Comparing Posterior Samples - Conceptual Question

Hello

I have two different prediction models (say one for sales in Walmart and another for sales in JC Penney) , and from each model I have the 5000 samples from the posterior distribution of the percentage error in prediction. I can therefore compute mean percentage error, and the standard deviation of the percentage error. I want to compare whether one model is better at prediction that the other.

The procedure I have in mind is to randomly draw 5000 times a percentage error value from each posterior, compute the difference and then a) plot the differences and b) compute the HPD/HDI and check if 0 lies within the 95% HDI/HPD. If it does include 0, then the two models have similar percentage errors. If not the two are different.
Does that make sense?

Any references would be most welcome.

Hi,
if you have two models for the same dataset, you’d typically use a model comparison metric. There are some examples in Model comparison — PyMC3 3.11.4 documentation

If it’s actually the same model and you’re interested in the probability that a parameter (e.g. sales) for company A is higher than for company B, it depends:

  • If you did one pm.sample(), fitting the PyMC model to all data at the same time, the posterior draws are correlated and you can simply do p_B_greater_A = numpy.mean(posterior.sales_B > posterior.sales_A).
  • If you did multiple pm.sample(), fitting the same model to two different datasets, you’ll not have any correlation between sales_A and sales_B. Now you want to get the p_B_greater_A given let’s say 10_000 posterior draws of sales from a model fitted to company A data and say 5_000 posterior draws of sales from a model fitted to company B data. Here you can’t do an elementwise comparison, but need to consider all 10_000 * 5_000 combinations. So “What’s the probability that a random posterior sample from B is greater than a random posterior sample from A?”. Doing this exactly for N>2 candidates to compare is surprisingly difficult to implement, but you can just use my pyrff package for that: p_best = pyrff.sampling_probabilities([posteriorA.sales, posteriorB.sales], correlated=False). See the test case for some simple examples.

cheers

@michaelosthege Thanks so much for your response. Indeed the two samples are different (two prediction models, each estimated on a different data set.). I was going to go with bootstrap sampling from each set of posterior means - does that make sense? I will check out pyrff tonight.
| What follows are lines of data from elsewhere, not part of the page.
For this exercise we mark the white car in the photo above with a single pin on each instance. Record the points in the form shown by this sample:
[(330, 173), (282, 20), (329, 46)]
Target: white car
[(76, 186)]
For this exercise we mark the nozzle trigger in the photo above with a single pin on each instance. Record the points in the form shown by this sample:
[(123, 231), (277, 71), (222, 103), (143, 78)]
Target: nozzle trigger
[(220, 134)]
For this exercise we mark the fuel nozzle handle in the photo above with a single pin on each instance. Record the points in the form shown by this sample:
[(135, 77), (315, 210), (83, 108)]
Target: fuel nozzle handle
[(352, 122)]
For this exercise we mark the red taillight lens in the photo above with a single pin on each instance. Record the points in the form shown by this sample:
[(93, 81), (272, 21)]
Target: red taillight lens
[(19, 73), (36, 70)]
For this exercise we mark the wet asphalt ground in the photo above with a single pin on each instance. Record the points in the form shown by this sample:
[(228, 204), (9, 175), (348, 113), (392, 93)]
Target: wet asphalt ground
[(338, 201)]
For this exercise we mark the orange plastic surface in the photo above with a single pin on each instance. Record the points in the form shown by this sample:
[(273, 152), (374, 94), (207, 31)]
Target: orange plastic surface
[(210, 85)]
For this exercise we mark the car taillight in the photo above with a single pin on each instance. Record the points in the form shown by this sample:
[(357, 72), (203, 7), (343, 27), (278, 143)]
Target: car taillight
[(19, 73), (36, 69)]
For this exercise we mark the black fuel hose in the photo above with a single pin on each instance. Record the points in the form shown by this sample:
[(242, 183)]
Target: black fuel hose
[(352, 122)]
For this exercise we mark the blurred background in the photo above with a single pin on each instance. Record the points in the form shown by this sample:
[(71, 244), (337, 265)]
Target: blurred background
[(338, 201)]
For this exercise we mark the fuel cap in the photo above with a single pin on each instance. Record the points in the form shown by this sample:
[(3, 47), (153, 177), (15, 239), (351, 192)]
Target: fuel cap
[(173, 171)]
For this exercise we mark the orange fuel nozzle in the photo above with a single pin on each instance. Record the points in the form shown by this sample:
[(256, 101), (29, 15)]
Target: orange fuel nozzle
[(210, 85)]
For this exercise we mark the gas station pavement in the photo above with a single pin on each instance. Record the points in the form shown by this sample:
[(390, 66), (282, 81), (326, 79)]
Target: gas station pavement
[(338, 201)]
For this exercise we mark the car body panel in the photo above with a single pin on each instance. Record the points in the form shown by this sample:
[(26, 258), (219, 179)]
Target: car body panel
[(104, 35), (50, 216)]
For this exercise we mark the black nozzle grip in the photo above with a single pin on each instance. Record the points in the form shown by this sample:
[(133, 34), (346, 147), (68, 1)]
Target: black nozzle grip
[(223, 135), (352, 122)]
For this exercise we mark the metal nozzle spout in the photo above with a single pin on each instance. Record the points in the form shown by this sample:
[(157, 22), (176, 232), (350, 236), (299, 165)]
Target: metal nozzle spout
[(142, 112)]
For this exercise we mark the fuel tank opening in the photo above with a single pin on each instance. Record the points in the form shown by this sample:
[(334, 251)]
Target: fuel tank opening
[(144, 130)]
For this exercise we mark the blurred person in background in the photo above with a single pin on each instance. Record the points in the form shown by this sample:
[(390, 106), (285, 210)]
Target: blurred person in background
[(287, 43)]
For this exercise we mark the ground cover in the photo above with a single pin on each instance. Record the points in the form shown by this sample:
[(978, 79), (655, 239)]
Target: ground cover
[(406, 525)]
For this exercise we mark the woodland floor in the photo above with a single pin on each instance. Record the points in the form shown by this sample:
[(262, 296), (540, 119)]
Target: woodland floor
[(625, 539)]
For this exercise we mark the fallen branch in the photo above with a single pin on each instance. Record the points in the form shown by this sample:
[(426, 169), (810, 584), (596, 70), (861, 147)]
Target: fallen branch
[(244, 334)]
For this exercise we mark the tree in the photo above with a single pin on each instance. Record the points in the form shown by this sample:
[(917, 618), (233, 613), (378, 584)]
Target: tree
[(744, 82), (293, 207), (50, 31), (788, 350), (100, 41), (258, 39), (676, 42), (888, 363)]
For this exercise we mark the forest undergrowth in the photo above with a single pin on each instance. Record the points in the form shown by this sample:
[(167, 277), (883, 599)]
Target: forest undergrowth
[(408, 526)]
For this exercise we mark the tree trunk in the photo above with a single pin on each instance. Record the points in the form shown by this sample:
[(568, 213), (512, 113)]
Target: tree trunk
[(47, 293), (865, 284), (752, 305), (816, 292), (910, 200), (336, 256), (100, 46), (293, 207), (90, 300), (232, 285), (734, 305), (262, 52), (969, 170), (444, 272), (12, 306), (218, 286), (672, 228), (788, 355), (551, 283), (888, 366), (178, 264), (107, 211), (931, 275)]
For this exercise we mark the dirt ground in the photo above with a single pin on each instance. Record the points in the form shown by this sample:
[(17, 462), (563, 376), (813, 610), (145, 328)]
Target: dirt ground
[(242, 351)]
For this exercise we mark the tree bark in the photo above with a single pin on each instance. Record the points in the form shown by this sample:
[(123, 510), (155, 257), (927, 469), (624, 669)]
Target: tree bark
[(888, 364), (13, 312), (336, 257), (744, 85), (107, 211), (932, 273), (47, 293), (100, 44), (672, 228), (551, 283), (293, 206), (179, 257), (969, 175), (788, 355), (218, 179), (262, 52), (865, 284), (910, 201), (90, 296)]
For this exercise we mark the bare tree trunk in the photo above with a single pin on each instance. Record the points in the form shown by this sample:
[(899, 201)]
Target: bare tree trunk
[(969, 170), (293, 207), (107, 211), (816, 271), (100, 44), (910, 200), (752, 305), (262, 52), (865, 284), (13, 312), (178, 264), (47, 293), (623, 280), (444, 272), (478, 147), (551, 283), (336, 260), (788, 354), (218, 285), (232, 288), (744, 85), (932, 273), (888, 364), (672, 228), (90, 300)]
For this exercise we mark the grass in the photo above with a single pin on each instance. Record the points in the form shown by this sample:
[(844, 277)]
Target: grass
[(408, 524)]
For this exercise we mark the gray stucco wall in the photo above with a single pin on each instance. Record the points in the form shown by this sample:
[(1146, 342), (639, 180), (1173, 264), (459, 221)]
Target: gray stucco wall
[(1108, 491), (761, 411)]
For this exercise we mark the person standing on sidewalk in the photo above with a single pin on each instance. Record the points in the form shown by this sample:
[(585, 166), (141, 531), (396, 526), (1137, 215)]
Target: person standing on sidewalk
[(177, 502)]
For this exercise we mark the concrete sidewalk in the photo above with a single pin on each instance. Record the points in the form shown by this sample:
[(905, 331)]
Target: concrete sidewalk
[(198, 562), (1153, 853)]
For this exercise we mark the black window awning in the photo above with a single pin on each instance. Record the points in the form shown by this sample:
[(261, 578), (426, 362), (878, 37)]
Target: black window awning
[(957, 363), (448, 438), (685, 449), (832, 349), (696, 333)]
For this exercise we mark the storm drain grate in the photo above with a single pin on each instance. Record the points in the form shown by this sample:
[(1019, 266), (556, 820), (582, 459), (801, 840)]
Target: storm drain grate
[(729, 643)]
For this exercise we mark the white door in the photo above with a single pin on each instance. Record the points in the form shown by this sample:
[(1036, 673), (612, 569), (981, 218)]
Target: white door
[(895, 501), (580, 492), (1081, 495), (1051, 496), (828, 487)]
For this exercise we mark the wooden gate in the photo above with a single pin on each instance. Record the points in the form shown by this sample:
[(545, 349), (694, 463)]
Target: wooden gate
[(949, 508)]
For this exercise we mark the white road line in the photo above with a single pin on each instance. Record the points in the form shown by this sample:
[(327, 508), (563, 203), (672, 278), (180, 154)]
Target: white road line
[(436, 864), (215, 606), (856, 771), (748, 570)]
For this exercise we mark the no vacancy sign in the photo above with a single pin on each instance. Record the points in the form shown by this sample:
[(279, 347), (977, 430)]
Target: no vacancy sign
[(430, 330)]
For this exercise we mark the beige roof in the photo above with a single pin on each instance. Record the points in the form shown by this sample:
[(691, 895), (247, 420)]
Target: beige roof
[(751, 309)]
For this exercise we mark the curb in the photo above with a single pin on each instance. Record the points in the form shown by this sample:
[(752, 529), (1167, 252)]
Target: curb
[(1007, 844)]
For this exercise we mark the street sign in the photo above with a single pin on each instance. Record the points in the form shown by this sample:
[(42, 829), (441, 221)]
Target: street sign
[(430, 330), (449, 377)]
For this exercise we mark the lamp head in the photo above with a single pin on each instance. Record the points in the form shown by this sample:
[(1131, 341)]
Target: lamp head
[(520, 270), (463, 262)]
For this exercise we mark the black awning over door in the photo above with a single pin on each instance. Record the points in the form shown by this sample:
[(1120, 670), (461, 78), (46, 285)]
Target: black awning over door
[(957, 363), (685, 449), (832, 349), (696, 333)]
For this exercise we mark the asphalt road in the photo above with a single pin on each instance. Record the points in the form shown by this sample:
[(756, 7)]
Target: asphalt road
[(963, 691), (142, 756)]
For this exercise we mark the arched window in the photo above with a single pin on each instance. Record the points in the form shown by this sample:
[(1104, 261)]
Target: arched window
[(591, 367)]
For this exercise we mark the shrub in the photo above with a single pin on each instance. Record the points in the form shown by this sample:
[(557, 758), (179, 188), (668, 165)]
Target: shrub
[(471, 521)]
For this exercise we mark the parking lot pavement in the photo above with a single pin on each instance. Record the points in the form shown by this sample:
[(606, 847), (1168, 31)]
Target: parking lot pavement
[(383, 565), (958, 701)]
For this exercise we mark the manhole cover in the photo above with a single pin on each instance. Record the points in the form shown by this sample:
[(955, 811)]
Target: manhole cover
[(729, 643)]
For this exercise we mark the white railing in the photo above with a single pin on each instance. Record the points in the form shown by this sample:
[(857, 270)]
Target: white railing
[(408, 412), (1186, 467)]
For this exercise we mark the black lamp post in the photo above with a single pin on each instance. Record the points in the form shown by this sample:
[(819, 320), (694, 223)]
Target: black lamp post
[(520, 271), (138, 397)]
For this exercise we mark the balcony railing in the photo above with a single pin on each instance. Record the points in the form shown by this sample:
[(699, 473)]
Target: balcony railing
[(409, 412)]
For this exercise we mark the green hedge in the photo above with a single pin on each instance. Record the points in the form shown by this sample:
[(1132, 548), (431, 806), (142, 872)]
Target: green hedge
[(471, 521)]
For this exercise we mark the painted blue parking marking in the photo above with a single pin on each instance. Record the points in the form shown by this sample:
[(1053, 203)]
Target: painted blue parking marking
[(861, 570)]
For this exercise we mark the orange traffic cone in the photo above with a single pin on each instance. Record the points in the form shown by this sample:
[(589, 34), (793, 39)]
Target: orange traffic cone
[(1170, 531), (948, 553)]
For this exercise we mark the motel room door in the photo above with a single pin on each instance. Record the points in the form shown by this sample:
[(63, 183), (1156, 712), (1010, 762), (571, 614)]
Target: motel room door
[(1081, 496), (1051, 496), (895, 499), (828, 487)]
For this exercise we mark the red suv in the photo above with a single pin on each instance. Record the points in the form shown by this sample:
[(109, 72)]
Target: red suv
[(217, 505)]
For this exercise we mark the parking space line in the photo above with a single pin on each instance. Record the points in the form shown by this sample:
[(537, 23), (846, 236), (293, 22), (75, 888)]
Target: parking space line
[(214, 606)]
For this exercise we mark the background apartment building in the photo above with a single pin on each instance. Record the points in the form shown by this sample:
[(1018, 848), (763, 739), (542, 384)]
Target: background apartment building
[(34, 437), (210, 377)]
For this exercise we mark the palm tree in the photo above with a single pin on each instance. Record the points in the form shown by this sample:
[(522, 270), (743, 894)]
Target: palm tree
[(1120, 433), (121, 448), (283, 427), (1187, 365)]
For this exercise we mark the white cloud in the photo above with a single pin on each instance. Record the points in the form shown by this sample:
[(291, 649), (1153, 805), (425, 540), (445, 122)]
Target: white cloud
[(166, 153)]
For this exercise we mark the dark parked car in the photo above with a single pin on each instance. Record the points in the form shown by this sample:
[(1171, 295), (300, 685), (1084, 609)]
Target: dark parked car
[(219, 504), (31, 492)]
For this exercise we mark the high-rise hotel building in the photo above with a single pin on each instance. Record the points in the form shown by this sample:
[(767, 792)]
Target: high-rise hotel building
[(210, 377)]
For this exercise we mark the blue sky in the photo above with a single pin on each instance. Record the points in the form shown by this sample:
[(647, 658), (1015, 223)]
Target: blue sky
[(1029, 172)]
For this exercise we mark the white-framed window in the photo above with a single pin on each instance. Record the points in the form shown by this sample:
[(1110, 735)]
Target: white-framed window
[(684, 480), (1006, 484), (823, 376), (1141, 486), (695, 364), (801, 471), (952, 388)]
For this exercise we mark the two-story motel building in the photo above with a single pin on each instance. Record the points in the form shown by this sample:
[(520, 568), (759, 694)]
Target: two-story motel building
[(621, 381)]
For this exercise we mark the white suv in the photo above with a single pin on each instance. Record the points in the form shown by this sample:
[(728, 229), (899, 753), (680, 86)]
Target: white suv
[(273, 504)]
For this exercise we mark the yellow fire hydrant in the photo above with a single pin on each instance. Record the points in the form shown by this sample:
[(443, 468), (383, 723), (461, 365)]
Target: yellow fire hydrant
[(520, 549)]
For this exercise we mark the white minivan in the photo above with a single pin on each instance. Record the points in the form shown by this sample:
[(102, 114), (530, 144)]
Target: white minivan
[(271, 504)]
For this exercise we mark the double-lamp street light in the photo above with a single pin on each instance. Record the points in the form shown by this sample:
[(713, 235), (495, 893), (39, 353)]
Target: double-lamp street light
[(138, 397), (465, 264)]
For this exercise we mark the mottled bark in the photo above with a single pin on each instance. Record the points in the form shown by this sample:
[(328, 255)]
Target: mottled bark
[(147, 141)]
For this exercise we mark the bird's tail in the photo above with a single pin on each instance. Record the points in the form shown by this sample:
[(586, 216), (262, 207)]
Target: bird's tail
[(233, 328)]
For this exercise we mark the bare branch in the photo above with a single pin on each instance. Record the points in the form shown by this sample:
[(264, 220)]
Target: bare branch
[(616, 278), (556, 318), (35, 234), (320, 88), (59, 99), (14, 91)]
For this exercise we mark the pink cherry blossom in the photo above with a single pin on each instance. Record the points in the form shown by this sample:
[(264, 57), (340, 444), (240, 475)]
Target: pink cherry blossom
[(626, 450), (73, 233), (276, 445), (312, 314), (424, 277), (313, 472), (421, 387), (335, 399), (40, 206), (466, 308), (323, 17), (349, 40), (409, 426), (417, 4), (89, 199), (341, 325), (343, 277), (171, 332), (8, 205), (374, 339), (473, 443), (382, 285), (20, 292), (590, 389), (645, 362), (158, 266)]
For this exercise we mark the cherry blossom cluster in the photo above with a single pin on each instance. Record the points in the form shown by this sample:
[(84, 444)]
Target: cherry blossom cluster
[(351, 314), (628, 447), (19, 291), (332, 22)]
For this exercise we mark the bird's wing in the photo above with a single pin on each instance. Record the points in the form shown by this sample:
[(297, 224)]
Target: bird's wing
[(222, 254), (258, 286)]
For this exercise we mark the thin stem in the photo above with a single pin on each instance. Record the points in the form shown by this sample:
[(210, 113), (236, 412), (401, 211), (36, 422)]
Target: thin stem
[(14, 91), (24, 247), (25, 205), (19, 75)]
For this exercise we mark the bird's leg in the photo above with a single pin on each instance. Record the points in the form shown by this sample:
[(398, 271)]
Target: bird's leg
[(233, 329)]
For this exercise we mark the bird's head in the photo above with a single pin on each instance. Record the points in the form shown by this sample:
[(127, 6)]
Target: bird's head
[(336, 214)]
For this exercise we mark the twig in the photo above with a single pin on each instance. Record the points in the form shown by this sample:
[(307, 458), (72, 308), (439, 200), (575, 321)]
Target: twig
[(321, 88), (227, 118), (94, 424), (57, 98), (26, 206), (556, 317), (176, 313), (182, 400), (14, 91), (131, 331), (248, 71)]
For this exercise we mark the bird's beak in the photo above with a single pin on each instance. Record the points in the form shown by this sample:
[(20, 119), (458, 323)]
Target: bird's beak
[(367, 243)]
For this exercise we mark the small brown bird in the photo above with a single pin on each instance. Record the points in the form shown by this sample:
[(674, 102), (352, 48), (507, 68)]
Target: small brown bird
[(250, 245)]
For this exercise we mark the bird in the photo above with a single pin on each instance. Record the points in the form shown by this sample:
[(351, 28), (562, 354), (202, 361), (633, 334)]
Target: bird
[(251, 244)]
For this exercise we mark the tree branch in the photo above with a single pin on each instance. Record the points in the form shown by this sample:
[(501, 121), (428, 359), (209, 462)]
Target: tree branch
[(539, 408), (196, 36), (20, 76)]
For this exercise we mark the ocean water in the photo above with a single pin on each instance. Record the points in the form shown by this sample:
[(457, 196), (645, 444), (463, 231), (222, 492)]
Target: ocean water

Sorry, I pasted a reply meant for another thread.

I was going to go with bootstrap sampling from each set of posterior means - does that make sense?

You should always work directly with the posterior samples.
Sounds like you’re doing the 2nd bullet point from the scenarios I mentioned.

This should do the trick:

pyrff.sampling_probabilities([
    samplesA, # 👈 NumPy array with shape (chains*draws,)
    samplesB, # also a 1D array; doesn't need to be the same shape though
], correlated=False)